Anaglyph DVD projector will work...for a brief time but then the dimensional appearance
will disappear for the reasons stated above.

The Japanese developed an Imax variation which is the shutter glass system. You need
a non-progressive scan DVD player to see them and they can only be seen on standard
tube monitor with a shutter glass box and glasses. It does work providing the lights are
off in the room you screen it in but it does flicker. You can reduce the flicker by adjusting the brightness and contrast but that also alters the color or black and white
imagery. Better than nothing but not the ideal format.

So...there is no quality 3-D system on DVD at the moment. There is on film but not
for home entertainment. That's not to say there won't be some day but I would wait
before spending too much money on the existing systems.


----------



## Sonnie (Apr 11, 2006)

I got about 5 minutes into the 3-D version of Journey to the Center of the Earth and also went back to 2-D. 3-D was pretty bad.

Good explanation Richard.


----------



## Richard W. Haines (Jul 9, 2007)

Thank you.

In theory...

You could have a DVD of the stereo pairs on top of each other in widescreen or in 1.33 next to each other and a lens placed in front of your digital video projector to superimpose them with polarizing tints.

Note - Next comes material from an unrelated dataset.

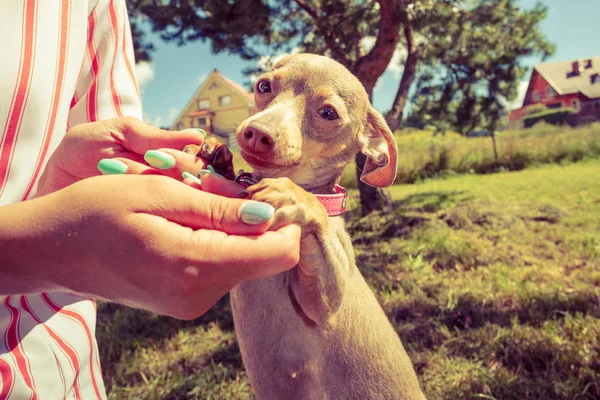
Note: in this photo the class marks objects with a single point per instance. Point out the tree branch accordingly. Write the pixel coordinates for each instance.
(370, 67)
(315, 14)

And then you would watch them projected
on a silver screen with the same polarized tints in the glasses. You need a silver
screen to reflect the polarizers. A white screen would absorb them.

But...the light loss is a problem. You basically need double the amount of light
coming through the projector (video or film) to compensate for the polarizing
tints on the projector lens and your glasses.


----------